In order to get there, you need to foster their sense of independence. That’s the verdict of Anxious Kids: How children can turn their anxiety into resilience, a new book by parenting educators Michael Grose and Dr Jodi Richardson.

“The notion of independence really means kids being able to do things for themselves,” Grose says to TFH. “The job of parents is to make yourselves redundant.”

Here are three ways to start relegating yourself to the dole queue of dad-life.
 

1. Encourage DIY Skills

“I always say never regularly do for a child the things that the child could do for him or herself,” Grose says.

Whether it’s getting dressed, fixing their breakfast or tying their own shoelaces, if a child is taking care of those things single-handedly, they’re also making themselves less dependent on adult help.

In the process, they’re developing greater mastery over their environment, Grose says. That will help to build up their confidence that they’re capable of looking after themselves. Next stop: Everest.

 

2. Expand Their Horizons

Children used to have more freedom to roam around unsupervised.

“That enabled kids to have little adventures,” Grose says. “They’d have to ask themselves: Should I go there? Should I climb that tree? And that’s really good for the kids’ resilience. It helps them to face their fears in many ways.”

Modern life often conspires to deny kids those opportunities. The upshot: they’re often shielded from the chance to step out of their comfort zones and resolve their problems without a helping hand.

Obviously, safety must always come first. Neighbourhoods are less child-friendly than a generation ago, we’re now more dependent on our cars and, in Queensland, it’s actually illegal to leave a child alone if they’re under the age of 12.

But Grose still recommends “giving kids little opportunities to start to move away from you and to do things on their own”.
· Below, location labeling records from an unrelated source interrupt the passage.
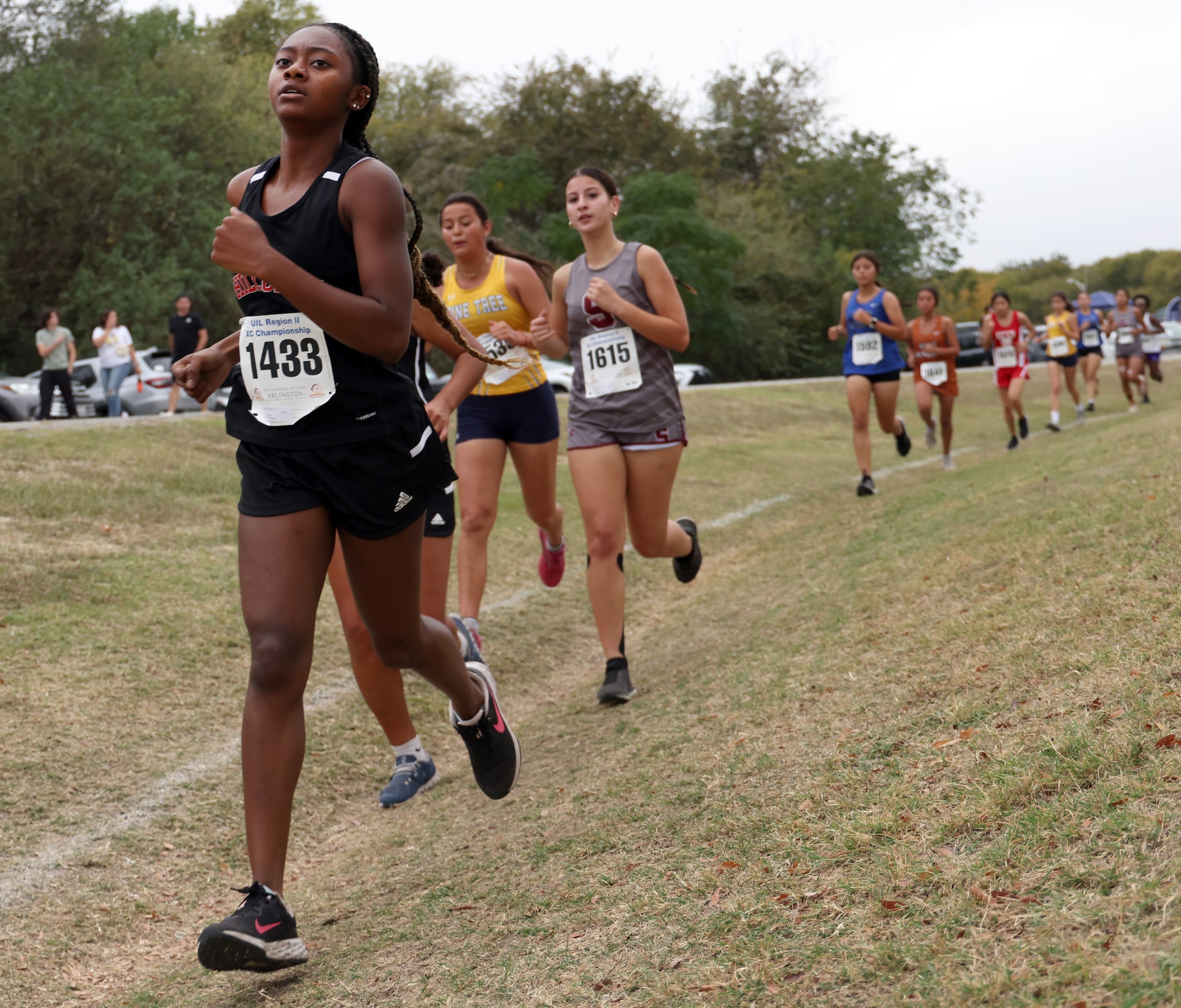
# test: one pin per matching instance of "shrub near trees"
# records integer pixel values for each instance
(122, 130)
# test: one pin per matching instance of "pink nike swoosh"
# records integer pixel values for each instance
(498, 725)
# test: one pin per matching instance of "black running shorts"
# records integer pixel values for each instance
(372, 490)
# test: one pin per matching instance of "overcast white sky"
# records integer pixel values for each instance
(1061, 115)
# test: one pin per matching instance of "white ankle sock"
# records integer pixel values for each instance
(412, 748)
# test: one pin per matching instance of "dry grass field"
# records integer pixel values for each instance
(908, 749)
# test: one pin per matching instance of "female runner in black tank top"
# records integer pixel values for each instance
(320, 232)
(414, 770)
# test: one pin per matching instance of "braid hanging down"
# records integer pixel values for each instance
(355, 134)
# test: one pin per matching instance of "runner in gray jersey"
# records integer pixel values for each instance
(618, 312)
(649, 414)
(1129, 356)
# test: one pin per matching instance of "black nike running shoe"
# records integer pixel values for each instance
(259, 936)
(903, 441)
(493, 748)
(686, 567)
(617, 683)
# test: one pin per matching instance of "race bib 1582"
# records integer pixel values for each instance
(286, 368)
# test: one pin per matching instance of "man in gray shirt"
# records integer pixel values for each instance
(56, 345)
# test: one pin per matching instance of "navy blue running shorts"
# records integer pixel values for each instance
(528, 418)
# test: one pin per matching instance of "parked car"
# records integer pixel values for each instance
(692, 375)
(560, 374)
(20, 399)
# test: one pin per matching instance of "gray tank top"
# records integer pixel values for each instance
(1125, 318)
(656, 403)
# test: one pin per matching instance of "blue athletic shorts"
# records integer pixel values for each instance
(528, 418)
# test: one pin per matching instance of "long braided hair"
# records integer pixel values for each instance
(368, 69)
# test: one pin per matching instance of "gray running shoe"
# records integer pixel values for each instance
(469, 640)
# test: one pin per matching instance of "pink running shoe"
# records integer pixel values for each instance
(552, 563)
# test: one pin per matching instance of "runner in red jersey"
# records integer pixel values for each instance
(1002, 332)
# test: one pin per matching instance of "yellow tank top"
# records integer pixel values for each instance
(1056, 329)
(478, 310)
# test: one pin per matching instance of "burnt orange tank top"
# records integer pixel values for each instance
(930, 368)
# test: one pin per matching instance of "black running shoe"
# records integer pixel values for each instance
(617, 683)
(903, 441)
(686, 567)
(493, 748)
(259, 936)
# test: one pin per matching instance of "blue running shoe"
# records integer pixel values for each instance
(410, 777)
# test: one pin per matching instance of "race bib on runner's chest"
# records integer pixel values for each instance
(933, 372)
(610, 363)
(500, 350)
(1004, 356)
(867, 348)
(286, 368)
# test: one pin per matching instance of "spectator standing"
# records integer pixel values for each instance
(116, 359)
(56, 344)
(187, 335)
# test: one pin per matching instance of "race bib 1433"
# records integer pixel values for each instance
(286, 368)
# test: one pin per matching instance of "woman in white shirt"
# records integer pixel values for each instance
(116, 359)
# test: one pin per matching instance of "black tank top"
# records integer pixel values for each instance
(372, 399)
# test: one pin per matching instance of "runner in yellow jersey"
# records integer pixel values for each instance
(496, 294)
(1061, 339)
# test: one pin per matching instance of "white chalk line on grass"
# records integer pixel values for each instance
(168, 791)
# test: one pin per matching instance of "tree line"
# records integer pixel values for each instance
(122, 130)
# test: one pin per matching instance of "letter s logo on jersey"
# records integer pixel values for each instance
(597, 316)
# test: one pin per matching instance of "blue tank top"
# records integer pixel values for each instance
(892, 356)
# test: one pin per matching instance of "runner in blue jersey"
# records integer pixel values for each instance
(873, 320)
(1090, 345)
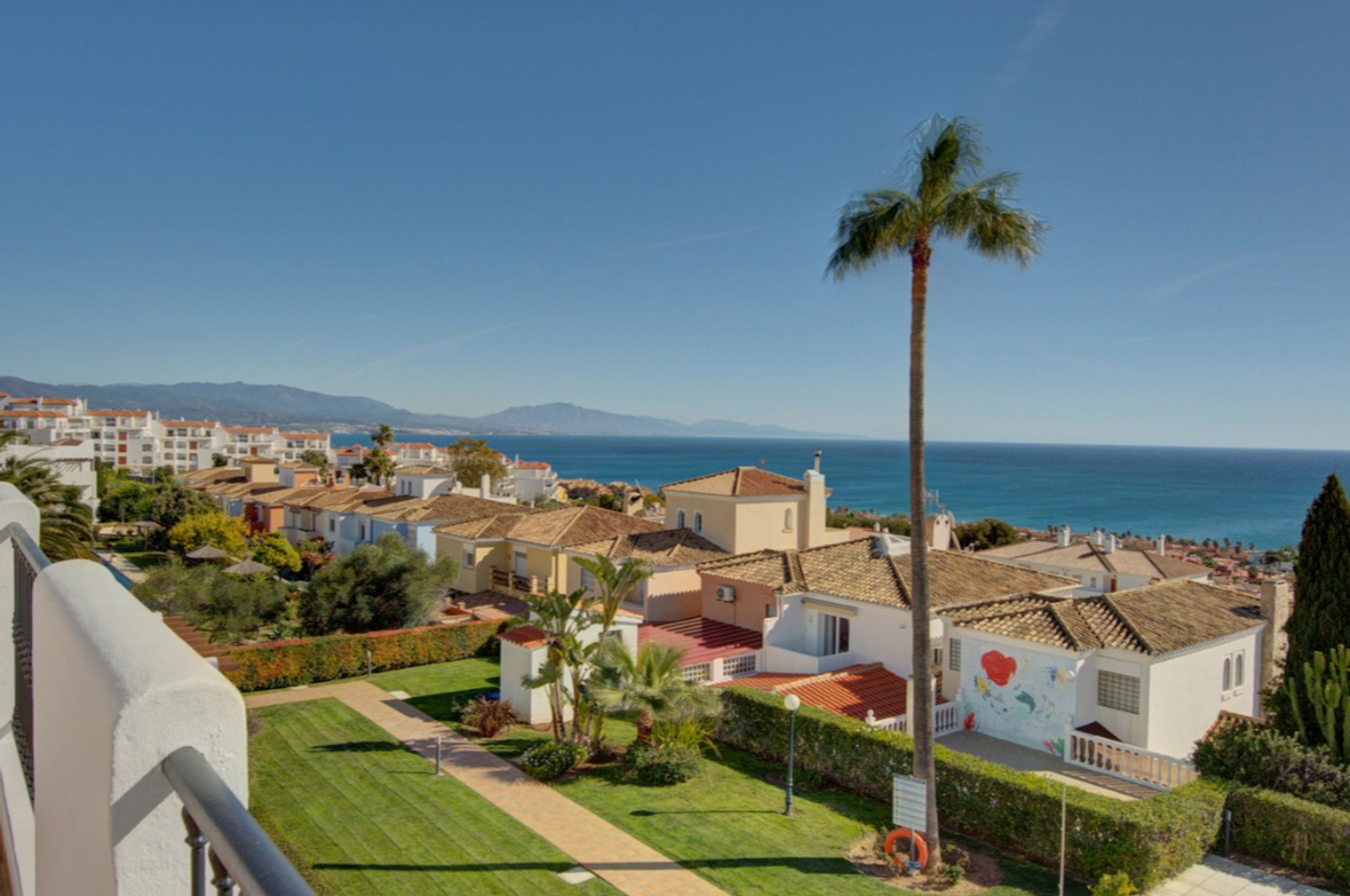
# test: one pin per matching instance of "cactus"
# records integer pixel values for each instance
(1328, 683)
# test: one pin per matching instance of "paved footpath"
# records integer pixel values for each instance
(625, 862)
(1216, 876)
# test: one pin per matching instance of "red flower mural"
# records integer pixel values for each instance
(998, 667)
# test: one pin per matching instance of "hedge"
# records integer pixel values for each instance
(1291, 831)
(1018, 811)
(305, 660)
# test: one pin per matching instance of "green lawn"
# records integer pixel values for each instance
(726, 825)
(443, 689)
(368, 818)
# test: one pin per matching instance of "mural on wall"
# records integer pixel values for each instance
(1021, 695)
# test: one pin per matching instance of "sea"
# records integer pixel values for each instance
(1244, 494)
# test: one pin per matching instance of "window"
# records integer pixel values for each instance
(833, 635)
(1118, 692)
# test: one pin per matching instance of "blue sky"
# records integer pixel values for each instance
(462, 207)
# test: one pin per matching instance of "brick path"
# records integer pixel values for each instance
(628, 864)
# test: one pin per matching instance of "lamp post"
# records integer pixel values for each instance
(792, 703)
Whether it’s simply letting them build cubby houses or just play a little further afield, gradual exposure to lengthening boundaries will encourage kids to work things out for themselves. They’ll be finding the political solution to Brexit in no time.
 

3. Mix Things Up

Small kids like routines – they make them feel safe and secure. And that’s a good thing. Unless such habits become so engrained that the slightest deviation gets a child flustered or panicky.

Grose suggests creating opportunities for kids to learn that they can cope with unpredictability. This could be as minimal as changing dinner time by an hour or taking a different route home from school. But subtle variations can help kids to become more flexible and less fearful of change.

“The basic issue around anxiousness is: ‘I don’t think I’m in control’,” says Grose. “So kids try and do as much as they can to control situations.”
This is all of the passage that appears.